Overall, there were reductions in mean body weight (LOCF) in both treatment groups. Mean change in body weight (95% CI) at week 12 was -0.32 kg (-0.97 to 0.34) for the saxagliptin plus metformin group and -0.40 kg (-0.83 to 0.02) for the placebo plus metformin group.
During the double-blind period, the proportion of patients reporting ≥1 AE (irrespective of investigator-assessed relationship to treatment) was 25.7% (19/74) for the saxagliptin plus metformin group and 39.5% (34/86) for the placebo plus metformin group (Table 3). Treatment-related AEs as identified by the blinded investigator assessment occurred in 1 patient (1.4%) in the saxagliptin plus metformin group (nausea and dizziness; mild in severity) and 3 patients (3.5%) in the placebo plus metformin group (fatigue, increased blood creatine phosphokinase, and insomnia); no deaths occurred in either group during the 12-week double-blind treatment period (Table 3). Apart from hypoglycemia (described below), the most common AEs in the saxagliptin plus metformin group were back pain (2.7% vs 3.5% for placebo plus metformin), hypertension (2.7% vs 2.3%), dizziness (2.7% vs 0), and lymphadenopathy (2.7% vs 0; Table 4). Events with higher incidences in the placebo plus metformin group versus the saxagliptin plus metformin group were gastrointestinal (GI) AEs at the system organ class level (saxagliptin, 4.1%; placebo, 7.0%) and diarrhea (1.4% versus 3.5%). One patient in each treatment group experienced ≥1 serious AE (saxagliptin: myocardial infarction and pulmonary edema; placebo: severe back pain requiring hospitalization, owing to a lumbar strain); neither of these was considered treatment related.

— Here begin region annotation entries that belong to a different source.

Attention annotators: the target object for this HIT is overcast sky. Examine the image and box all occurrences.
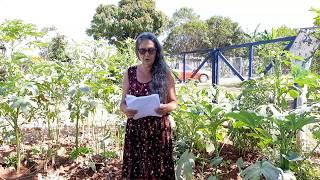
[0,0,320,40]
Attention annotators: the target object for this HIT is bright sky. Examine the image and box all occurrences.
[0,0,320,40]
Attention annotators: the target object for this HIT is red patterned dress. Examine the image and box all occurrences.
[122,66,175,180]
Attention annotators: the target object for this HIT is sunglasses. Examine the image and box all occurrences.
[138,48,157,55]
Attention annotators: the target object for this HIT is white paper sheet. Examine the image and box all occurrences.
[126,94,161,119]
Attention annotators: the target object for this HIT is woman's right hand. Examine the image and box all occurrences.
[124,108,138,118]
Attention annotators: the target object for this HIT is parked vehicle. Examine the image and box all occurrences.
[173,64,211,83]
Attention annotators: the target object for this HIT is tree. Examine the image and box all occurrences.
[0,20,45,56]
[206,16,244,48]
[167,7,200,30]
[48,35,70,61]
[163,20,209,53]
[87,0,168,44]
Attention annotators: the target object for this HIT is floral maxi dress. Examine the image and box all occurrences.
[122,66,175,180]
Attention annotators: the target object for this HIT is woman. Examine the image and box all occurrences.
[120,32,177,180]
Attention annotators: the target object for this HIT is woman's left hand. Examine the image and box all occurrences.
[155,104,170,116]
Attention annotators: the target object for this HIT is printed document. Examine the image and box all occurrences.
[126,94,161,119]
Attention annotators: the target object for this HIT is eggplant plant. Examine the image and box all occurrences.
[0,79,38,171]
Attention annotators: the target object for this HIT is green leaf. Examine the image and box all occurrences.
[236,157,244,172]
[282,152,303,161]
[210,157,223,166]
[176,149,195,180]
[240,161,283,180]
[208,175,218,180]
[206,142,216,154]
[289,89,299,98]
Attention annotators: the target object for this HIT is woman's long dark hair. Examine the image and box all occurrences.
[136,32,168,103]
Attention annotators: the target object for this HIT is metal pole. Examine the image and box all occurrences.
[182,54,186,82]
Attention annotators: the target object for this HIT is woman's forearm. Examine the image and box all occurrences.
[167,101,178,112]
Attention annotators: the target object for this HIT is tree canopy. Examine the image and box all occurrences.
[87,0,168,44]
[164,8,244,53]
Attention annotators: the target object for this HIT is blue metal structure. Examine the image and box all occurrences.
[176,27,319,86]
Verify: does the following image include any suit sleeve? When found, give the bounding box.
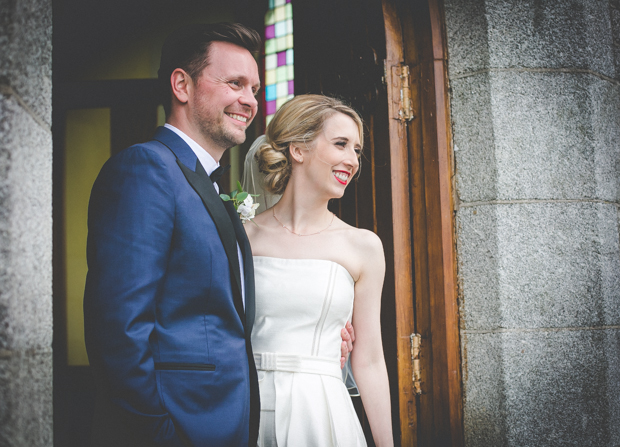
[84,146,184,446]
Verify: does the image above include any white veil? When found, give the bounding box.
[241,135,359,396]
[241,135,282,214]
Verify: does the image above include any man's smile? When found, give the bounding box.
[224,112,250,123]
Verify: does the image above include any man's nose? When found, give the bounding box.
[239,89,258,110]
[345,150,360,170]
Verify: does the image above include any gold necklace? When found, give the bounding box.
[271,207,336,236]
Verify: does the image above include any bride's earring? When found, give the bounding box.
[291,146,304,163]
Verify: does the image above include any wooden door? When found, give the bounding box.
[293,0,462,446]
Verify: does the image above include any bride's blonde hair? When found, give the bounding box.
[255,95,364,194]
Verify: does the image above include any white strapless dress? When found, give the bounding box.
[252,256,366,447]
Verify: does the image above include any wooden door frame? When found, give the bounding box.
[382,0,463,446]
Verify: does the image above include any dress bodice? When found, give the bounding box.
[252,256,355,360]
[252,256,366,447]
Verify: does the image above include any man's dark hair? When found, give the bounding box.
[157,23,262,116]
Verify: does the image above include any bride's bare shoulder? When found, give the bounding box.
[334,221,383,256]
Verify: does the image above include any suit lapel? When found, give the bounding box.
[224,202,256,337]
[177,159,245,326]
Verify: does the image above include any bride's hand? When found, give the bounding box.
[340,321,355,369]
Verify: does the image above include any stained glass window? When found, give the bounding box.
[265,0,295,124]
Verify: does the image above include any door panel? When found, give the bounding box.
[293,0,408,445]
[293,0,462,447]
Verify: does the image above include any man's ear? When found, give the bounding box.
[288,143,304,163]
[170,68,192,104]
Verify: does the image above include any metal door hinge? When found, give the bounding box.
[409,334,422,396]
[398,65,415,123]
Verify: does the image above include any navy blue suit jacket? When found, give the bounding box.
[84,128,260,447]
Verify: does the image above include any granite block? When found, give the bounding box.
[444,0,490,78]
[0,350,53,447]
[457,202,620,330]
[452,72,620,203]
[463,329,620,447]
[609,8,620,45]
[451,73,498,202]
[461,332,508,447]
[0,96,52,351]
[445,0,615,77]
[0,0,52,126]
[589,81,620,203]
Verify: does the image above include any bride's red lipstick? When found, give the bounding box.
[334,171,351,185]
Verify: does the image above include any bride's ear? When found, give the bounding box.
[288,143,304,163]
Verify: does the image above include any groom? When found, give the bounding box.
[84,24,261,447]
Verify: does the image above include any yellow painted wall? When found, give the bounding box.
[64,109,110,366]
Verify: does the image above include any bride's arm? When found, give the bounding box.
[351,231,394,447]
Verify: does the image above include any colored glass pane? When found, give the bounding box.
[265,9,276,25]
[276,97,289,110]
[265,39,276,54]
[274,21,287,37]
[275,37,286,51]
[276,65,288,82]
[265,70,278,85]
[265,53,276,70]
[276,82,288,98]
[265,101,278,115]
[265,84,281,101]
[273,5,288,22]
[264,0,295,125]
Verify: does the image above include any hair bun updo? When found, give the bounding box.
[255,95,364,194]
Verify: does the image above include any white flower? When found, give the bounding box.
[237,195,260,223]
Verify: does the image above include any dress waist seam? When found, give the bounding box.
[254,352,342,379]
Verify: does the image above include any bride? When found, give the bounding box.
[245,95,393,447]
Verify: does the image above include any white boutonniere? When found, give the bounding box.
[220,182,260,224]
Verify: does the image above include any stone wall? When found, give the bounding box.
[0,0,53,447]
[444,0,620,447]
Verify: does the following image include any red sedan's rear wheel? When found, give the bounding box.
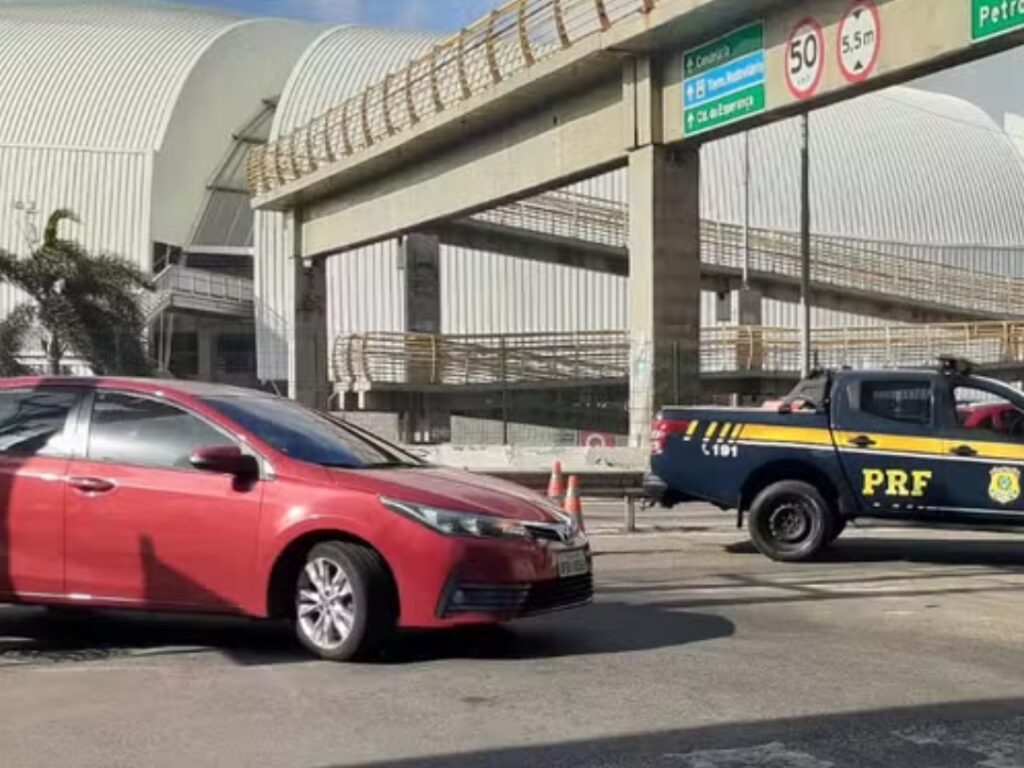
[295,542,396,662]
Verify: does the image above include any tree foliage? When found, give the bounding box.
[0,209,153,376]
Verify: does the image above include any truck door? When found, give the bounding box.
[943,378,1024,522]
[833,374,947,518]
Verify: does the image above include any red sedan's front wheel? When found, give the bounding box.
[295,542,396,662]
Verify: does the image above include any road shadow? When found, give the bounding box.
[380,601,735,664]
[323,698,1024,768]
[724,537,1024,570]
[0,607,310,667]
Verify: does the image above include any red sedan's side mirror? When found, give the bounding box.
[188,445,259,478]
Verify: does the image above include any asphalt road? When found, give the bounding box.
[0,505,1024,768]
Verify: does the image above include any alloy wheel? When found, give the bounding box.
[296,557,357,651]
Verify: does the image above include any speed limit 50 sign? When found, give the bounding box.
[785,18,825,99]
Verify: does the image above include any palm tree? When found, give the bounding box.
[0,209,153,376]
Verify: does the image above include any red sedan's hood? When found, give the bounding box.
[332,467,558,522]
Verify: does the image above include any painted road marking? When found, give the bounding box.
[664,741,835,768]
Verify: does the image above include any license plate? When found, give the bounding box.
[556,549,590,579]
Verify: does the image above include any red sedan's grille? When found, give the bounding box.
[522,573,594,613]
[439,573,594,616]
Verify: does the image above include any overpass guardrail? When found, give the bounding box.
[247,0,659,195]
[473,190,1024,319]
[333,322,1024,391]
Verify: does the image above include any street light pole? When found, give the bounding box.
[743,131,751,291]
[800,113,811,378]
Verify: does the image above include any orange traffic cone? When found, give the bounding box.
[563,475,587,530]
[548,461,565,507]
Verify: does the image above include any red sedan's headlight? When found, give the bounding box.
[381,497,530,539]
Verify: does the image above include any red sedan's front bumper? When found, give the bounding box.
[385,531,594,628]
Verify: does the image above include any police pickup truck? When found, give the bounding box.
[644,358,1024,561]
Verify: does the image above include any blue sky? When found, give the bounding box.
[184,0,1024,122]
[185,0,501,30]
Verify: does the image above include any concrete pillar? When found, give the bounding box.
[401,233,441,334]
[401,233,441,443]
[288,212,331,410]
[736,288,765,371]
[196,325,216,381]
[629,144,700,446]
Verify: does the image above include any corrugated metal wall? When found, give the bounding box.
[0,146,152,314]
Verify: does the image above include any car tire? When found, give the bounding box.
[294,542,397,662]
[749,480,833,562]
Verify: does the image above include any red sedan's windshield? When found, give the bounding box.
[203,396,418,469]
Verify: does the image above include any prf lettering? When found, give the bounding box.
[863,469,932,499]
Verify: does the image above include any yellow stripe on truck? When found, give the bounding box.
[742,424,831,445]
[944,439,1024,461]
[836,432,945,456]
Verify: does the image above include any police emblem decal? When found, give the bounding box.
[988,467,1021,504]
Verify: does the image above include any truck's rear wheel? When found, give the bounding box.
[749,480,833,562]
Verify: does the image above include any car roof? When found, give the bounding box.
[0,376,274,399]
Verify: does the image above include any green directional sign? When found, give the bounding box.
[971,0,1024,42]
[686,85,765,136]
[683,22,765,80]
[683,20,765,136]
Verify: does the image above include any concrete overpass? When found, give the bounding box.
[249,0,1024,441]
[442,190,1024,325]
[332,321,1024,433]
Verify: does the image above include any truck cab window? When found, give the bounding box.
[952,386,1024,440]
[849,381,932,425]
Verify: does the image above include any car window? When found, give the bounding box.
[0,387,80,457]
[203,397,419,469]
[952,386,1024,440]
[850,381,932,425]
[87,392,231,469]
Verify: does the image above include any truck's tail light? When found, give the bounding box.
[650,416,690,456]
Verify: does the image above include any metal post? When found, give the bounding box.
[498,336,509,445]
[800,113,811,377]
[743,131,751,291]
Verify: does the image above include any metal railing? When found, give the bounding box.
[473,190,1024,317]
[333,332,629,390]
[333,322,1024,391]
[700,322,1024,372]
[142,264,253,322]
[248,0,656,195]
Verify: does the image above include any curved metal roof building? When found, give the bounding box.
[0,0,313,267]
[0,0,1024,379]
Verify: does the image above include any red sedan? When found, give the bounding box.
[0,379,592,659]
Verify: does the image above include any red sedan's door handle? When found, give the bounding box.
[68,477,114,494]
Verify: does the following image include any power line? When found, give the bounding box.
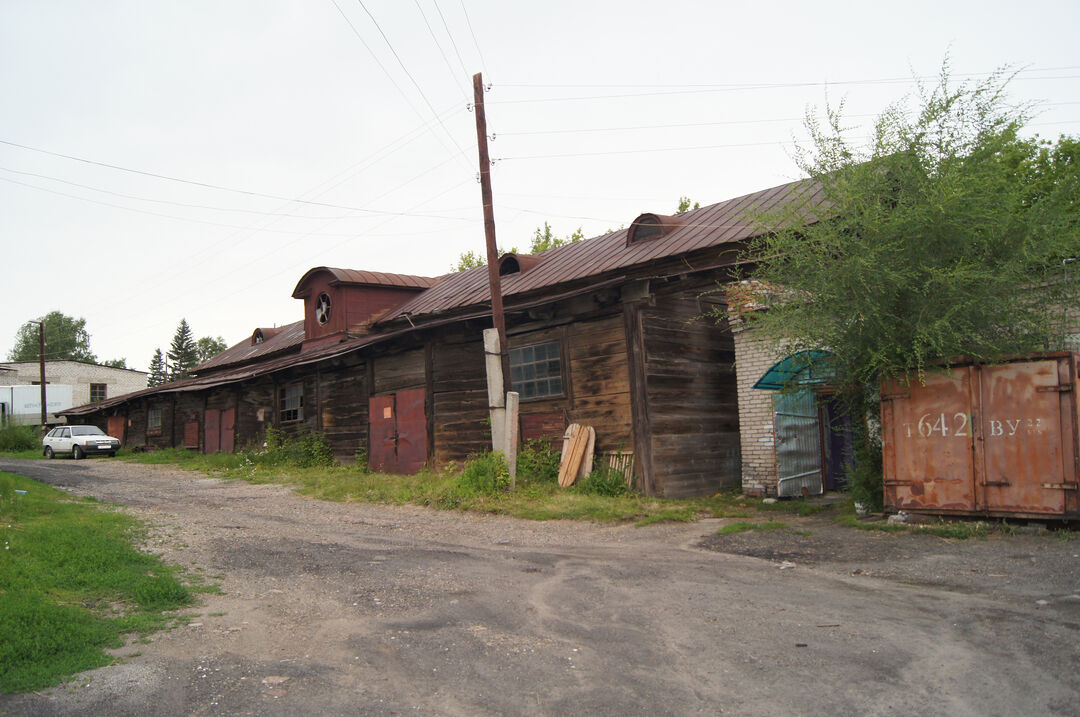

Confirmed hypoglycemia, defined by hypoglycemic symptoms plus a fingerstick glucose value ≤50 mg/dL, occurred in only 1 patient (placebo plus metformin group) during the double-blind period. Hypoglycemia occurred in 4 patients (5.4%) in the saxagliptin plus metformin group and 1 patient (1.2%) in the placebo plus metformin group during double-blind treatment; all were rated mild or moderate in severity. There were no events of serious hypoglycemia, and no patient discontinued the study owing to hypoglycemia during double-blind treatment. Other categories of AEs were identified as being of special interest based on findings observed in the saxagliptin nonclinical and Phase 1 and 2b programs, safety-related concerns reported for other DPP-4 inhibitors, and theoretical considerations related to the mechanism of action of DPP-4. There were 2 such AEs, both in saxagliptin-treated patients. A 63-year-old man, with hypertension, recent death of spouse, and 9-pound weight gain who quit smoking 10 days previously, suffered a non-ST-segment myocardial infarction (the only confirmed major adverse cardiovascular event [MACE] in the trial) with pulmonary edema. A 100% right coronary artery ostial occlusion with collateralization was noted, and the 80%–90% proximal left circumflex artery lesion was treated with percutaneous transluminal coronary angioplasty and a stent. Study medication was resumed and the patient completed the trial. A second patient experienced a severe AE of thrombocytopenia (baseline platelet count of 102 × 103 c/μL fell to 97 × 103 c/μL at the last study visit). The patient was asymptomatic, and the event was deemed not related to treatment. There were no reports of other AEs of special interest, including skin disorders, lymphopenia, thrombocytopenia, localized edema, hypersensitivity, fractures, or pancreatitis. There was no clinically meaningful drug effect on any other laboratory safety parameter, including hematologic, liver, renal, electrolytes, protein, and musculoskeletal parameters.